Kommentar in Kulturbericht eines Literaturprofessors unwürdig

Klagenfurt (OTS) - Im Anschluss an die heutige Regierungssitzung fordert der freiheitliche Landesparteiobmann LR Mag. Christian Ragger die umgehende Wiedereröffnung der Landestankstellen. "Das was wir befürchtet haben, ist schneller eingetreten als erwartet. Aus einer Region mit billigem Dieseltreibstoff wurde ein Land mit Teuro-Diesel", betont Ragger. Mittlerweile sei keine einzige Kärntner Tankstelle unter den billigsten 600 in Österreich zu finden. Jetzt, da die preisregulierende Wirkung der Landestankstellen wegfällt, können die Ölmultis wieder bei den Kärntner Autofahrern abkassieren. Diese wichtige Initiative für Kärntens Pendler wurde am parteipolitischen Altar geopfert. "Früher konnte sich ein Pendler durchschnittlich bis zu 100 Euro monatlich ersparen. Jetzt muss er 100 Euro mehr als andere Österreicher aufwenden.

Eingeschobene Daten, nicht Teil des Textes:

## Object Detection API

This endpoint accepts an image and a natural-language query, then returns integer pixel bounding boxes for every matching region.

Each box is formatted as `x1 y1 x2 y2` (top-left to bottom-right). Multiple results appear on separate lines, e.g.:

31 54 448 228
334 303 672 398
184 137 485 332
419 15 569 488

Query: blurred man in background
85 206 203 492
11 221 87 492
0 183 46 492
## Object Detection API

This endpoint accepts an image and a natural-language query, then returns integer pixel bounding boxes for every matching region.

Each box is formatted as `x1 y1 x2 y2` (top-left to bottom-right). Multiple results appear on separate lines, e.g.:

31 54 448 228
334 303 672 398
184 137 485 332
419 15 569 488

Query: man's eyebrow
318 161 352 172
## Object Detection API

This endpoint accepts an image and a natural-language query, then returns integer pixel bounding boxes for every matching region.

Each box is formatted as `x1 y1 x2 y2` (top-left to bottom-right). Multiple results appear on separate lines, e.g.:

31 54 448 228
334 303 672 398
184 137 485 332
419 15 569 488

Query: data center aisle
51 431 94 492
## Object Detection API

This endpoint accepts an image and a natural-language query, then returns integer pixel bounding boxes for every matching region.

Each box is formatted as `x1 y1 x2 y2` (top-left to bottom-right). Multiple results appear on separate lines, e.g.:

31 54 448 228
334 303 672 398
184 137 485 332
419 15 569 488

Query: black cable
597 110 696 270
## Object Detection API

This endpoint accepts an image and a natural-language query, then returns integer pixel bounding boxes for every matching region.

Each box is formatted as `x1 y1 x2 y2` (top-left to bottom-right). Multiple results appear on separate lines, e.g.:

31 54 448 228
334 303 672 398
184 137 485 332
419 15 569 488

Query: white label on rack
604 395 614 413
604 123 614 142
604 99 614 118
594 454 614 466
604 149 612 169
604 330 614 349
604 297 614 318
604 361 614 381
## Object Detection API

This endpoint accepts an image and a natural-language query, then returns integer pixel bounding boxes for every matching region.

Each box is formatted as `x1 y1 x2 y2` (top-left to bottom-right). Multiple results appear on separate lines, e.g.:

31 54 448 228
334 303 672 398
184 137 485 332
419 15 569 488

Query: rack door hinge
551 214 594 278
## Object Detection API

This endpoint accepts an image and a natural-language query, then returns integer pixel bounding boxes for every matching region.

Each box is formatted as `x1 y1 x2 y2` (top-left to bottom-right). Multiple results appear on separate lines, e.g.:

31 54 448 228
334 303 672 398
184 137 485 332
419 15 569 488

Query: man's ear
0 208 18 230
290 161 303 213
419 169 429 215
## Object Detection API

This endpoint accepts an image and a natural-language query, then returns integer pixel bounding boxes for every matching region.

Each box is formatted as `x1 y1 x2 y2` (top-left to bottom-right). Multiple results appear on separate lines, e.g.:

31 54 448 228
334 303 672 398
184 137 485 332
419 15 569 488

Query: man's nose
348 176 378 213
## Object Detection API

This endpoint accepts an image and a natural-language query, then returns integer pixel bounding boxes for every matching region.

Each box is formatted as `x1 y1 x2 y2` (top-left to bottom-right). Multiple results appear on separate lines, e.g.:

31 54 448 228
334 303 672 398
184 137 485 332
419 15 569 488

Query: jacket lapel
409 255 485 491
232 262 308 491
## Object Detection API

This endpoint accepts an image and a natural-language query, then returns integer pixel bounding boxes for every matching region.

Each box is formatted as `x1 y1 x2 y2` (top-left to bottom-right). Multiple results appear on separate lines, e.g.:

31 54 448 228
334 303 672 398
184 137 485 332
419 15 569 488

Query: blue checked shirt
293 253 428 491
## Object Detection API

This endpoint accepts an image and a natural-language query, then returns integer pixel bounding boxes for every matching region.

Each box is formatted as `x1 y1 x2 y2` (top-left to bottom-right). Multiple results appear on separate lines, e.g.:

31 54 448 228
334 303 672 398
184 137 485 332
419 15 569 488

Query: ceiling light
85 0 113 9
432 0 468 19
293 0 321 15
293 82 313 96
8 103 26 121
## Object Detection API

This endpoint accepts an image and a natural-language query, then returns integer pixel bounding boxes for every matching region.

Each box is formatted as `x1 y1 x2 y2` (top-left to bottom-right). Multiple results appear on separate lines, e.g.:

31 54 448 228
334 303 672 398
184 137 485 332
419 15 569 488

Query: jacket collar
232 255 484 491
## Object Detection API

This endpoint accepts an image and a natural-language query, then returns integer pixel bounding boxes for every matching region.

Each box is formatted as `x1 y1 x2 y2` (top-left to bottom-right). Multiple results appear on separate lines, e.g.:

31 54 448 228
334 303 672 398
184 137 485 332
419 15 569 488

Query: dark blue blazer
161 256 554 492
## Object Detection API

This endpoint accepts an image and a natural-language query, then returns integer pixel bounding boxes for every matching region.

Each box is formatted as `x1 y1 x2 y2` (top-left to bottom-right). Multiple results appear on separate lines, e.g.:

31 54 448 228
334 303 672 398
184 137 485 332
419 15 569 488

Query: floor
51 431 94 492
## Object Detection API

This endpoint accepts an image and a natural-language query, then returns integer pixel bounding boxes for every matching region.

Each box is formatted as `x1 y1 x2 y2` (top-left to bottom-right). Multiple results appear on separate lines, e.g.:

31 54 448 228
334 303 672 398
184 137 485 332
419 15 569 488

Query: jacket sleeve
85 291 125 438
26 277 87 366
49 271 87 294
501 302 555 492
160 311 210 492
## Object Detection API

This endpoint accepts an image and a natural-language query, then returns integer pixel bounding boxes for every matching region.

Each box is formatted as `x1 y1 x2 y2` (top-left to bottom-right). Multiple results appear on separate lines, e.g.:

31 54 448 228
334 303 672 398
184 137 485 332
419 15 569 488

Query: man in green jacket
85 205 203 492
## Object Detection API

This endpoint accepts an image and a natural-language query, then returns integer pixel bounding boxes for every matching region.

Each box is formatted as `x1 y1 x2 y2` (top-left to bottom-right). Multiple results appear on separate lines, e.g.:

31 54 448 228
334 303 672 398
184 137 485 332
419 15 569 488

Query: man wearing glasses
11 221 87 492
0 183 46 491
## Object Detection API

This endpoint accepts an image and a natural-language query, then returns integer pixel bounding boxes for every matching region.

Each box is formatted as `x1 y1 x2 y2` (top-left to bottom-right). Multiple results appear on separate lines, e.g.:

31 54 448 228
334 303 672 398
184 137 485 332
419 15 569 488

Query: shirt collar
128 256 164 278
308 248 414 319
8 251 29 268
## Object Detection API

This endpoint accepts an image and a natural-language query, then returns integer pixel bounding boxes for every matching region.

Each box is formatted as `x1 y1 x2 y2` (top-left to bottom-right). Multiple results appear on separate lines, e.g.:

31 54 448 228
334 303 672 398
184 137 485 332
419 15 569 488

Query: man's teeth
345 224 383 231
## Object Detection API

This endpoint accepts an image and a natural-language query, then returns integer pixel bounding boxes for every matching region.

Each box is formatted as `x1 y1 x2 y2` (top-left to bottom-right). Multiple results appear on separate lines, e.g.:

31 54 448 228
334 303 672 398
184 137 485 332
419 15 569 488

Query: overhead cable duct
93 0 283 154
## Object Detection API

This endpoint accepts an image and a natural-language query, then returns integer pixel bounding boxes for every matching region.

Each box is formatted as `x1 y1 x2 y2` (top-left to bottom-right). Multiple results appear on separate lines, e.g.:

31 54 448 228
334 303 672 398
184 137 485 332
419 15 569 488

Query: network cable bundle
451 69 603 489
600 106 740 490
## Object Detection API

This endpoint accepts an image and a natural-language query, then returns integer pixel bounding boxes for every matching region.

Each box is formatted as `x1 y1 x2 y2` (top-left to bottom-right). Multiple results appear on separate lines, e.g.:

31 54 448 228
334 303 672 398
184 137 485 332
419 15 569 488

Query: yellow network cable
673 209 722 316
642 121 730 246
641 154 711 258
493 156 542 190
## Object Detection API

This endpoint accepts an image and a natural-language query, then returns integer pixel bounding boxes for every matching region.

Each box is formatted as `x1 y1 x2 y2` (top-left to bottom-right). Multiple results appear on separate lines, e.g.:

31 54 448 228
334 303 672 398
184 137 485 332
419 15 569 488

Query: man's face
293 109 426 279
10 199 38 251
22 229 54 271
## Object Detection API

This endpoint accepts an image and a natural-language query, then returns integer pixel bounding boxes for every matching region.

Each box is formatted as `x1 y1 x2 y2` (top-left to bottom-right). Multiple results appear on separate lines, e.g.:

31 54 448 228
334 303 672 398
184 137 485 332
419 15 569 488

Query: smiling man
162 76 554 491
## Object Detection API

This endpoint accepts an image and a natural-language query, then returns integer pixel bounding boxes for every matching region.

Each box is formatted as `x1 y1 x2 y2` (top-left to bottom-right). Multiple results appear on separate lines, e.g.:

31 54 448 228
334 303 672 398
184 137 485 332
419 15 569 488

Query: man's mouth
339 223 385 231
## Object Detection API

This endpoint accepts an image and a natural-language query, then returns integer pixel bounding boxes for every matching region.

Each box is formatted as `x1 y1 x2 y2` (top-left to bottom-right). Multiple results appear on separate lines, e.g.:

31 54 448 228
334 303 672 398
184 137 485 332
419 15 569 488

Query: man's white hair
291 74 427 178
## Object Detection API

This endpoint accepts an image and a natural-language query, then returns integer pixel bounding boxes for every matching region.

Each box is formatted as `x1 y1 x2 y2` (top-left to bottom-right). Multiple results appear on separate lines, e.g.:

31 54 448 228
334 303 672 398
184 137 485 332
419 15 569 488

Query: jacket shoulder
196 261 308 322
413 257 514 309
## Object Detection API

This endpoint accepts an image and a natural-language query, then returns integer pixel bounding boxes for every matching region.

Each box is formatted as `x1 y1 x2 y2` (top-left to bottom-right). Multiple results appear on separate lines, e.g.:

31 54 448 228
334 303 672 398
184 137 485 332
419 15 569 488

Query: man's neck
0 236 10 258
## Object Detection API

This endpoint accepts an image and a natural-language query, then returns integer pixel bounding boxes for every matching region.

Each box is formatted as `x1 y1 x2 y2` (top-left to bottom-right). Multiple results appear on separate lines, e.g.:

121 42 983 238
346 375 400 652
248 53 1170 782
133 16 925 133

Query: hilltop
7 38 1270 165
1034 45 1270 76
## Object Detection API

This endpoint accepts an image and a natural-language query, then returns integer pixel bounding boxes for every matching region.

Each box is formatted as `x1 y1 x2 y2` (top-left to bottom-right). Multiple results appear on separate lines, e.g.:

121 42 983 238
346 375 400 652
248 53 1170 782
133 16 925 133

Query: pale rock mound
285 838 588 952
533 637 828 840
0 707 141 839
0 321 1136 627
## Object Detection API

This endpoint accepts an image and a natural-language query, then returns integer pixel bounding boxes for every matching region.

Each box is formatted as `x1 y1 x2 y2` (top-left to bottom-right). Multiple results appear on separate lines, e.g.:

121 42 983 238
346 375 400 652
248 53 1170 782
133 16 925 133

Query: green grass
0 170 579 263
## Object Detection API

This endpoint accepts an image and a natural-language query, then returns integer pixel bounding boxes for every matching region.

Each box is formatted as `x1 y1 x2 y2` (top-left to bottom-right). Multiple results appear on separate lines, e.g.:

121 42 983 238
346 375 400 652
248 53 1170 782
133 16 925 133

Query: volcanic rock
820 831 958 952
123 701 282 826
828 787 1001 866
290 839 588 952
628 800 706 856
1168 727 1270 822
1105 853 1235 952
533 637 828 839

Das verdanke er der rot-grün-schwarzen Koalition", so Ragger weiter.

Kritik übt Ragger auch an der Wortwahl des Leiters des Robert Musil-Instituts Dr. Klaus Amann im Kulturbericht 2013. Es sei eines Literaturprofessors unwürdig, wenn er von einem "Regime" Wagners und Haiders spreche und diesen Landeshauptleuten damit eine diktatorische, nicht demokratisch legitimierter Form der Amtsausübung unterstelle. Weiters schreibe Amann von einem Umsturz am 3. März, obwohl ein in einer Demokratie ganz normaler Regierungswechsel erfolgt sei. Ragger zitiert in diesem Zusammenhang Robert Musil:
"Alles, was wir denken, ist entweder Zuneigung oder Abneigung". Es sei merkwürdig, wenn eine angebliche Kärntner Kulturgröße nicht distanziert genug ist und beim Abfassen eines Kommentars so sehr von der Abneigung für eine politische Partei und der Zuneigung für andere dominiert wird.

Im Zusammenhang mit Bildungsdebatte fordert Ragger eine Verfassungsänderung. "Die verkrusteten Strukturen im Bildungswesen wird man nur aufbrechen können, wenn das Erfordernis der Zweidrittelmehrheit im Parlament, welche für Schulgesetze gilt, abgeschafft. Erst dann bietet sich die Chance für eine Reform, die erst möglich scheint, wenn SPÖ und/ oder ÖVP die entsprechenden Gesetzesänderungen nicht blockieren können. Derzeit lähmen sich SPÖ und ÖVP gegenseitig und seien unfähig für substanzielle Änderungen. "Ein Abbau von Verwaltung und Bürokratie zum Wohle der Schülerinnen und Schüler ist dringend notwendig", meint Ragger. Es bedarf einer Verwaltungsstruktur, die Geld bei sich selbst einspart und nicht bei den Kindern und Lehrern. "Nur dies bringt uns wieder auf einen Weg bringen, der die Qualitätssicherung und Qualitätsverbesserung an Österreichs Schulen zum Ziel hat", so Ragger abschließend.